Spoiler alert: it’s sort of derivative of “District 9” with grittier/ more violent depictions of brutal (and multiracial) U.S. troops terrorizing, beating, arresting, & assassinating innocent civilians… who turn out to have been singled out because they have red hair.  So, it’s a clever and somewhat absurdist re-imagining of racism as directed at red-heads, and an indigenous insurgency (a la the Tamil Tigers) led by outlaw gingers… until you realize/remember/learn that prejudice against “Gingers” is a apparently a real phenomenon in the U.K.

E.g. this blog Gingerism, “documenting the existence of gingerism in mainstream society;”

This British comedian Catherine Tate’s show’s episode about a victim of prejudice and abuse being offered refuge at a shelter for Gingers:

“I am what I am!… The people in the village spit at me, the children throw dog matter in the letter box, and you’re telling me to accept myself!  It’s just not fair!”

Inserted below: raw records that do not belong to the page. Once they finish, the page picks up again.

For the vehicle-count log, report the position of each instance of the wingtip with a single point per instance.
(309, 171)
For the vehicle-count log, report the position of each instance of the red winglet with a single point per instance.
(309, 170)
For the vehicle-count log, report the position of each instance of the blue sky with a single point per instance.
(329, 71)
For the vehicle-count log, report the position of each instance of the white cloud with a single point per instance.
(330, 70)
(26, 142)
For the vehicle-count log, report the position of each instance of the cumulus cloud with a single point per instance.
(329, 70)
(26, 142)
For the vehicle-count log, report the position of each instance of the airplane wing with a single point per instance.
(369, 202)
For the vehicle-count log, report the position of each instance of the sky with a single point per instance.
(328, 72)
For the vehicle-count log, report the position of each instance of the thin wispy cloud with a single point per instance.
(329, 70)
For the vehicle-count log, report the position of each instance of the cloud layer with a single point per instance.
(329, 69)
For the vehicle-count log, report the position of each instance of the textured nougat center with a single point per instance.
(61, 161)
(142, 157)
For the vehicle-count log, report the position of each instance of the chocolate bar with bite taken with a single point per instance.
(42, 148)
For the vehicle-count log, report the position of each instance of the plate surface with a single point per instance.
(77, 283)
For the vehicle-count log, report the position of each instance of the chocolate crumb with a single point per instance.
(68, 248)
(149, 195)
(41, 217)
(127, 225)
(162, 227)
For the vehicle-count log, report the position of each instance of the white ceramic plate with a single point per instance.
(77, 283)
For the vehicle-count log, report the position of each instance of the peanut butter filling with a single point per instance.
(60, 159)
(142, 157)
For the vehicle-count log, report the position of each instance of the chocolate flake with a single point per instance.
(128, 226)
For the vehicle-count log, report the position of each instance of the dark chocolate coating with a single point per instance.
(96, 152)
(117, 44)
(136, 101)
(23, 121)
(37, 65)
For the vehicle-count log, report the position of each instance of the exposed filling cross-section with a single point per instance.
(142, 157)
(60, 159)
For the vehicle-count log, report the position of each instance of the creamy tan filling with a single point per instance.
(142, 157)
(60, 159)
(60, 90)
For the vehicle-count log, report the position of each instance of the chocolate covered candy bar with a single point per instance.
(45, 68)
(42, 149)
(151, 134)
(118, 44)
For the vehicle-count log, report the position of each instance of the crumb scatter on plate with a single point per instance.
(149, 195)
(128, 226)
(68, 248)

“I know, Sandra; but at the end of the day there will always be those who can’t bring themselves to accept people who are…”

“You can’t say it.”

“… Ginger.”

OK, I guess this is a much more widespread meme than I realized:

In modern-day UK, the words “ginger” or “ginga” are sometimes derogatorily used to describe red-headed people (“ginger” is not often considered insulting; the abbreviation “ginge” is much more commonly used derogatorily), with terms such as “gingerphobia” (fear of redheads) or “gingerism” (prejudice against redheads) used by the media. Some have speculated that the dislike of red-hair may derive from the historical English sentiment that people of Irish or Celtic background, with a greater prevalence of red hair, were ethnically inferior. Redheads are also sometimes referred to disparagingly as “carrot tops” and “carrot heads”. “Gingerism” has been compared to racism, although this is widely disputed, and bodies such as the UK Commission for Racial Equality do not monitor cases of discrimination and hate crimes against redheads. A UK woman recently won an award from a tribunal after being sexually harassed and receiving abuse because of her red hair; a family in Newcastle upon Tyne, England, was forced to move twice after being targeted for abuse and hate crime on account of their red hair; and in 2003, a 20 year old was stabbed in the back for “being ginger”. In May 2009, a British schoolboy committed suicide after being bullied for having red hair. The British singer Mick Hucknall, who believes that he has repeatedly faced prejudice or been described as ugly on account of his hair colour, argues that Gingerism should be described as a form of racism. This prejudice has been satirised on a number of TV shows. The British comedian Catherine Tate (herself a redhead) appeared as a red haired character in a running sketch of her series The Catherine Tate Show. The sketch saw fictional character Sandra Kemp, who was forced to seek solace in a refuge for ginger people because they had been ostracised from society. The British comedy Bo’ Selecta! (starring redhead Leigh Francis) featured a spoof documentary which involved a caricature of Mick Hucknall presenting a show in which celebrities (played by themselves) dyed their hair red for a day and went about daily life being insulted by people. The pejorative use of the word “ginger” and related discrimination was used to illustrate a point about racism and prejudice in the “Ginger Kids”, “Le Petit Tourette” and “Fatbeard” episodes of South Park.

As a member of a family full of red-heads, I deplore this senseless bias!